Эта гармония веры и природы глубоко залегла в характер и уклад всей жизни народной. Она составляет одну из основ жизни русского человека. Из века в век устанавливается в нем самой природой, что жизнь в своем извечном круговороте побеждает смерть и ведет к воскресению. Жизнь вечная дана православному миру не в вере только, а в живом ощущении. Она составляет подпочву и фундамент его психики.

И в моем ощущении и восприятии всего пережитого всегда проходило какое-то неуловимое чувство весны. Все всегда вело к воскресению. Все всегда было лишь переходным явлением к весне. И никакие ужасы, никакие черные дни не убивали веры, что придет весна. Все события, каковы бы они ни были, составляли для меня одну цепь переходных этапов к лучшему будущему, и зимние дни входили в нее по закону природы для весны.
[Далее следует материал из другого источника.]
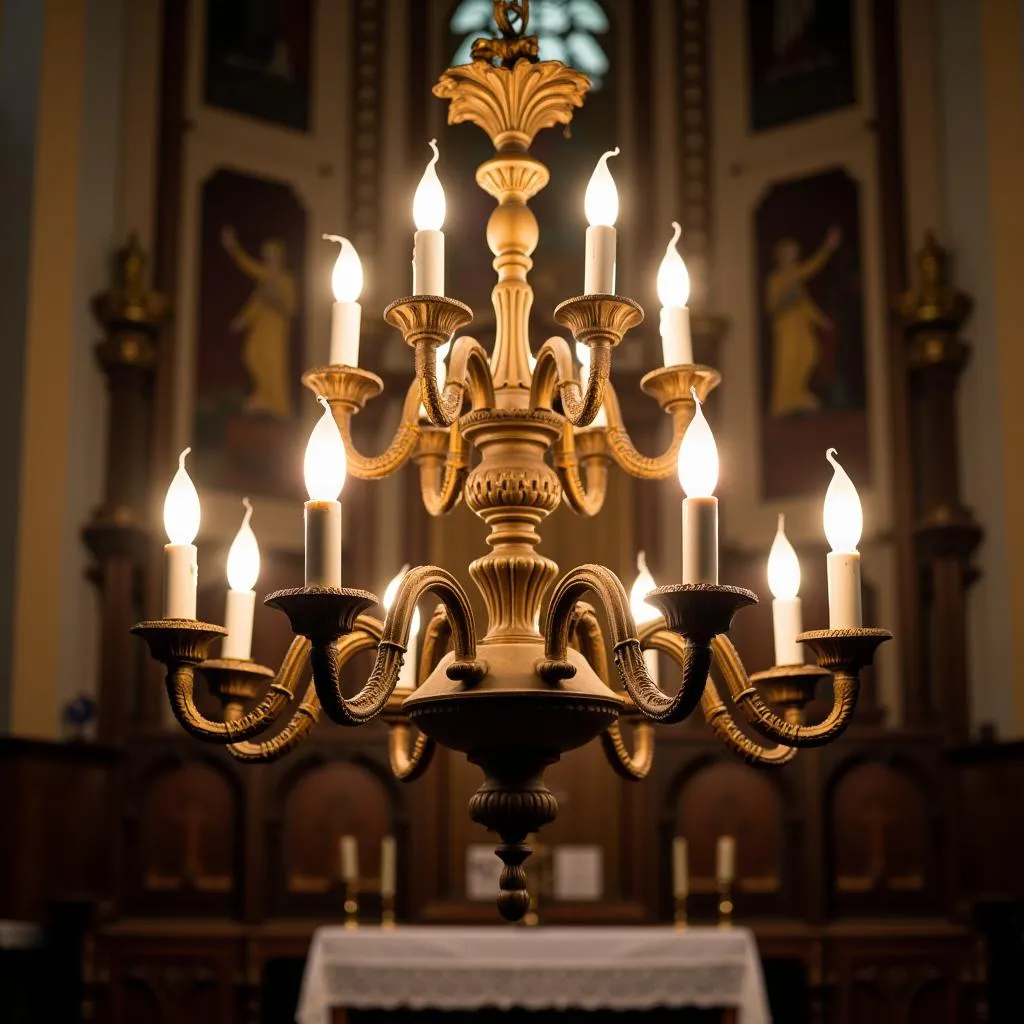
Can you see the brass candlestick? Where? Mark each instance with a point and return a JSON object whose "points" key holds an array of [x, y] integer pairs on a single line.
{"points": [[351, 905], [387, 910], [680, 919], [725, 905]]}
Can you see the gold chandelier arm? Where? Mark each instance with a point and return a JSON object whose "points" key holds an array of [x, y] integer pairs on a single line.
{"points": [[180, 683], [555, 374], [623, 451], [636, 766], [298, 727], [441, 479], [327, 659], [846, 687], [469, 371], [583, 493], [718, 717], [407, 766], [396, 454], [649, 698]]}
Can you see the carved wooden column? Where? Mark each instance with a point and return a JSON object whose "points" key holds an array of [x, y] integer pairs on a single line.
{"points": [[132, 315], [946, 534]]}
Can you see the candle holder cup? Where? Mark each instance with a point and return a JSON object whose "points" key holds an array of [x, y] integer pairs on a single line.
{"points": [[322, 613], [233, 681]]}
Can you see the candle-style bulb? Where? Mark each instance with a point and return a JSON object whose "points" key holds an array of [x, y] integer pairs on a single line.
{"points": [[346, 278], [181, 509], [243, 556], [325, 466], [783, 565], [428, 203], [673, 278], [697, 462], [642, 586], [843, 516], [601, 201], [391, 591]]}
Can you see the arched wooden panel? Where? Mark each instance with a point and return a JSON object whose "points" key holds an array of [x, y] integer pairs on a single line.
{"points": [[729, 799], [880, 834], [187, 824], [323, 805]]}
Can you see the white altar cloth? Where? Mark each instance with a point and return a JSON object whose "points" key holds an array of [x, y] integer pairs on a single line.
{"points": [[534, 969]]}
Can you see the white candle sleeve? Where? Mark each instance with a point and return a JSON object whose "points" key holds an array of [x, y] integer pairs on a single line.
{"points": [[680, 868], [677, 344], [700, 540], [180, 581], [428, 262], [599, 269], [844, 590], [345, 334], [650, 662], [239, 623], [725, 860], [349, 859], [323, 520], [388, 865], [787, 622]]}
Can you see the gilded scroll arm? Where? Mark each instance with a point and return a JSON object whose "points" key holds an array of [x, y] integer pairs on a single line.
{"points": [[372, 699], [584, 493], [469, 372], [555, 374], [398, 451], [768, 723]]}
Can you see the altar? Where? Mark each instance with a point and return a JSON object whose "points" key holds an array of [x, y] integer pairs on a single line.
{"points": [[504, 969]]}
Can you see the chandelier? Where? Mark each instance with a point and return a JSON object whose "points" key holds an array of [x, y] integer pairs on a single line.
{"points": [[536, 684]]}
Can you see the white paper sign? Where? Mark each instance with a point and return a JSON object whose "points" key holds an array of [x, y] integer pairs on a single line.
{"points": [[579, 872], [482, 871]]}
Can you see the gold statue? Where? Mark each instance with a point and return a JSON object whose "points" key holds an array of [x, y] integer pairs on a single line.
{"points": [[796, 322], [266, 321]]}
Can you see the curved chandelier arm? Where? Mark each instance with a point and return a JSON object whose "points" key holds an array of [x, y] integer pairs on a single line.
{"points": [[327, 659], [298, 727], [649, 699], [180, 683], [555, 373], [441, 477], [584, 494], [625, 454], [718, 717], [846, 687], [398, 451], [469, 370]]}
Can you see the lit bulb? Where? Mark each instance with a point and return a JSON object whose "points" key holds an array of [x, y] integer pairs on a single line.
{"points": [[601, 202], [346, 278], [428, 203], [181, 511], [783, 566], [698, 456], [673, 279], [642, 586], [844, 519], [391, 591], [243, 557], [325, 466]]}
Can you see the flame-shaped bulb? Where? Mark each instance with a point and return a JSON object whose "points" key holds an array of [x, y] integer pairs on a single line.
{"points": [[601, 201], [697, 462], [346, 278], [181, 509], [243, 556], [673, 278], [428, 203], [783, 565], [842, 515], [325, 466]]}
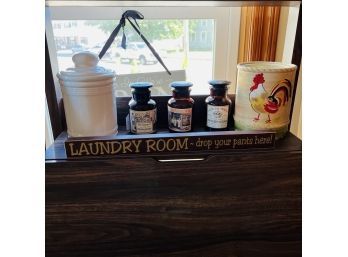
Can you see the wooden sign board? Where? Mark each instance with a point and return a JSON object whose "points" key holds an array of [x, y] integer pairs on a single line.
{"points": [[160, 80], [168, 143]]}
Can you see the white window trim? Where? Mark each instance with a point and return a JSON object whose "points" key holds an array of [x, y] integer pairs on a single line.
{"points": [[227, 25]]}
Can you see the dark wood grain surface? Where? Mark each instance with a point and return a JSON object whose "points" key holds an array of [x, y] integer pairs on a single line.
{"points": [[240, 204]]}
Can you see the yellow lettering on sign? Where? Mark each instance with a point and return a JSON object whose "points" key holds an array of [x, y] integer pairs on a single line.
{"points": [[72, 148], [96, 152], [136, 143], [150, 145], [181, 145], [126, 146], [83, 149], [115, 147]]}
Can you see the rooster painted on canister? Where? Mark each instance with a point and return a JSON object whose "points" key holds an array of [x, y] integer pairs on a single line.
{"points": [[264, 102], [263, 96]]}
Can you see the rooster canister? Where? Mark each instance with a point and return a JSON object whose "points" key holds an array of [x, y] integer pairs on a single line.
{"points": [[264, 96], [89, 97]]}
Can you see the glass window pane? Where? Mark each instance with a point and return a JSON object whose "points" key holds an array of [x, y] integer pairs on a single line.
{"points": [[186, 47]]}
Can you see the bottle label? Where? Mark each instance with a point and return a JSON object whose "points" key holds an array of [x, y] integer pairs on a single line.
{"points": [[217, 116], [179, 119], [142, 122]]}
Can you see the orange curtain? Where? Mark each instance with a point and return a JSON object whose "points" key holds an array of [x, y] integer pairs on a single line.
{"points": [[258, 33]]}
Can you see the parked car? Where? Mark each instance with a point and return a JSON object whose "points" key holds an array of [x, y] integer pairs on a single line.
{"points": [[136, 51], [78, 48], [97, 49]]}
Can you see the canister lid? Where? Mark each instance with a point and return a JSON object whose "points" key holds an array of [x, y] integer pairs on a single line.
{"points": [[181, 84], [86, 69], [141, 85], [219, 83]]}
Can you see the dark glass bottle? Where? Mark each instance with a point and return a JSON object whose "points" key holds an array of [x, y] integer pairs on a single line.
{"points": [[180, 107], [218, 106], [142, 109]]}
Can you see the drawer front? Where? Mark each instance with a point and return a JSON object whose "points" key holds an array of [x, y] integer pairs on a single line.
{"points": [[245, 204]]}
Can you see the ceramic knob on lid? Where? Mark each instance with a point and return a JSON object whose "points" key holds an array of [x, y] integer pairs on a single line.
{"points": [[89, 97]]}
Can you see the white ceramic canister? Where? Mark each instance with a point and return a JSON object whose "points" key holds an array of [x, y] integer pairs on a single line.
{"points": [[89, 97], [264, 96]]}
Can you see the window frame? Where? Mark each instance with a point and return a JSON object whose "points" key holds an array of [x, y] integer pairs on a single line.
{"points": [[226, 38]]}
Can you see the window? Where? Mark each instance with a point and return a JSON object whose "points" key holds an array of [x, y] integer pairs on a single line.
{"points": [[196, 44]]}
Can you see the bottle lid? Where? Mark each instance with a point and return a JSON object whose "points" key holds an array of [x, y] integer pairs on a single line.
{"points": [[219, 83], [181, 84], [140, 85]]}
Воспоминания мои могут показаться поэтому воспоминаниями неисправимого оптимиста. Что же делать — этому виной не умышленная тенденциозность, это моя правда. Что же делать, если весна составляет органическую часть моей природы, а время, в которое мне пришлось жить, было проникнуто весенним воздухом, в котором таяли застоявшиеся зимние льды. Что же делать, если оптимизм мой есть производное русской природы и веры.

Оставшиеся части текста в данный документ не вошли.